Seafaring technology would likely advance. People would adjust to storms by building sturdier ships, so the sea god would ramp up the storms. So the ships would get sturdier and larger still. The sea god introduces navigation hazards, and people find new, better ways to navigate. The sea god sends gigantic monsters after ships, so ship builders and owners learn to add more powerful weapons. Etc. By the end of the hundred years, the technology of sailing will have advanced by what would have taken several hundred otherwise. And other technologies will have advanced as well, just to supply the maritime industries. (For example, you can't make better harpoons and machines to hurl them without better steel and mechanisms, which would spill over into other areas. Think of what the space program did for us.) You called this a continental effect; are there other continents not so affected? And mostly isolated from the affected continent by the Fury itself? When the Fury is over, the people of that continent will conquer the world. (But then, if this is a prequel to another existing campaign in which they haven't conquered the world then perhaps you'll want to have a reason for that.)

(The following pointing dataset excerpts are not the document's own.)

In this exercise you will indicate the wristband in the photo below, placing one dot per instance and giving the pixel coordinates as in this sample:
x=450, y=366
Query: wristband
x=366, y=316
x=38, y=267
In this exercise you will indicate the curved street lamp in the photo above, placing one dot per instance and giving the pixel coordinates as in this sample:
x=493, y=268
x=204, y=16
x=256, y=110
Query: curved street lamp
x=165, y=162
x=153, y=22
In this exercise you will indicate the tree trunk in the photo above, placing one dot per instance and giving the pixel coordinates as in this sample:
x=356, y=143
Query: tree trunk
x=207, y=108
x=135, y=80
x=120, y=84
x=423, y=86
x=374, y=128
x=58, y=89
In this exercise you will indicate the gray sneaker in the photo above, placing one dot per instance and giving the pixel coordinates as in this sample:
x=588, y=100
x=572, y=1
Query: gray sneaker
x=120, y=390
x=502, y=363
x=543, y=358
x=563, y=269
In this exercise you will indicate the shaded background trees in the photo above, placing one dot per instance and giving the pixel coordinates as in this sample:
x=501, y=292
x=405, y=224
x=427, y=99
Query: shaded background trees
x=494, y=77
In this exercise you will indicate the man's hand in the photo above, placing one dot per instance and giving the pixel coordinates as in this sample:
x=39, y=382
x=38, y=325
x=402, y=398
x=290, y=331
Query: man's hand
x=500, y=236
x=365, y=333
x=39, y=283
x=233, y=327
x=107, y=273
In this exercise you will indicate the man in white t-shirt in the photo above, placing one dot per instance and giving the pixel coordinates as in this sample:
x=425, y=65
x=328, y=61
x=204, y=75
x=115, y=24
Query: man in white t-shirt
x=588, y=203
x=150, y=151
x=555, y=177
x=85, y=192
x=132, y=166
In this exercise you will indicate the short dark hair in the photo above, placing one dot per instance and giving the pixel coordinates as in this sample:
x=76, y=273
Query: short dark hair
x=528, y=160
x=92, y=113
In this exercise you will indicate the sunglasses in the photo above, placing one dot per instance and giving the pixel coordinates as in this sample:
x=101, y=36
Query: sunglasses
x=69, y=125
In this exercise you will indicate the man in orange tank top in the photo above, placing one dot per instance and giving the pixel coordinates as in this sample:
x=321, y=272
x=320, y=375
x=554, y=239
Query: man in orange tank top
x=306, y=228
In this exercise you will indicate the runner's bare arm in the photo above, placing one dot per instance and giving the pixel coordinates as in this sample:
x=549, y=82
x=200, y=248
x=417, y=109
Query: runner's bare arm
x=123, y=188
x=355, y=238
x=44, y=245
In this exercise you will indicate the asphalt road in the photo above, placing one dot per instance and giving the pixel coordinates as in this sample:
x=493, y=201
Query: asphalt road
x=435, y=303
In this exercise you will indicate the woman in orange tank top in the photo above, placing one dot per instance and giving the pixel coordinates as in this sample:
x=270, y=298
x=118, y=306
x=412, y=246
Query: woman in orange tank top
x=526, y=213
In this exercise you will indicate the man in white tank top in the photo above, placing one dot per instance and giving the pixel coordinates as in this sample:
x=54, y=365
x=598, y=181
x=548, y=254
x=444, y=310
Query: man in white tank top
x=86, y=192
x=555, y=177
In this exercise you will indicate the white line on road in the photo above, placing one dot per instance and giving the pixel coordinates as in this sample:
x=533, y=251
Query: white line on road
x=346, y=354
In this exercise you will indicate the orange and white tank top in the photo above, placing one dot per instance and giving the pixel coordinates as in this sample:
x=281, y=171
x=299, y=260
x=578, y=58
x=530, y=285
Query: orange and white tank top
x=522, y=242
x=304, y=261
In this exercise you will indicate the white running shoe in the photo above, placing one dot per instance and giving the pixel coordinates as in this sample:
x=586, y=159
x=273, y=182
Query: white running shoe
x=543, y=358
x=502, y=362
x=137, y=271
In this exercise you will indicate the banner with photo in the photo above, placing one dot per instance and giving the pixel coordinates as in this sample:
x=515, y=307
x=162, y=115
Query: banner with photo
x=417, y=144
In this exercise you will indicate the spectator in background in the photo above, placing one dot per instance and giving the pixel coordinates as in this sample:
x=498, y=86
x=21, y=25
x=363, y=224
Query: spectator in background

The other extreme is possible: if going to sea is too dangerous right off the bat - unimaginable storms, navigation hazards, sea monsters, the sea god's wrath gone to elevel all on day one - then there'd be no hope of going to sea, basically no one would try, and seafaring technology wouldn't advance at all. Much would probably be lost from misuse. Then when the Fury is over the whole continent would a hundred years or more behind the rest of the world, and ripe for conquest from outside. But, see the parenthetical ending the last paragraph.

Weather inland would probably become chaotic. One could make all sorts of arguments about what would happen, like lots of rain at sea means the water cycle is completing itself at sea leaving less cloud cover and rain inland, but equally well one could argue that increased wind at sea would lead to increased evaporation and more rain on land. Or that more cloud cover means less sunlight so the whole planet cools, but then water vapor is the most important greenhouse gas* so it could mean increasing temperatures. Add the fact that any major disturbance will have ripple effects that are seemingly counter to the whole (like global worming leading to cold winters in some places.) And global effects are modified, perhaps even inverted by local geographic features like inland seas and mountain ranges. All together, the result is that any weather change you want in any given region probably has some explanation that is logical at least on first blush, and the global picture is probably chaotic.

Some who rely on coastal fishing might do OK for a while (depending on their local geography) but then if the sea god escalates all the fish could just die. Which would lead to a biblical plague of disease and flies on the coasts.

* We are hearing so much about CO2 because it is stronger per ton and because it is rapidly increasing, but water vapor is responsible for more greenhouse effect that CO2 overall.

avr
2015-10-20, 09:07 PM
Constant storms means that there aren't going to be huge thousand-year old trees anywhere near the coast; locate elven forests appropriately.

OTOH weather systems which need to build up steam over the sea can't get going, e.g. the monsoon.

Erosion is probably disintegrating some land features, and carving out or even building up others. Much of the eroded material will go to the bottom of the sea but some will get swept back to land and fill in bays or build up spits, islands and sand bars.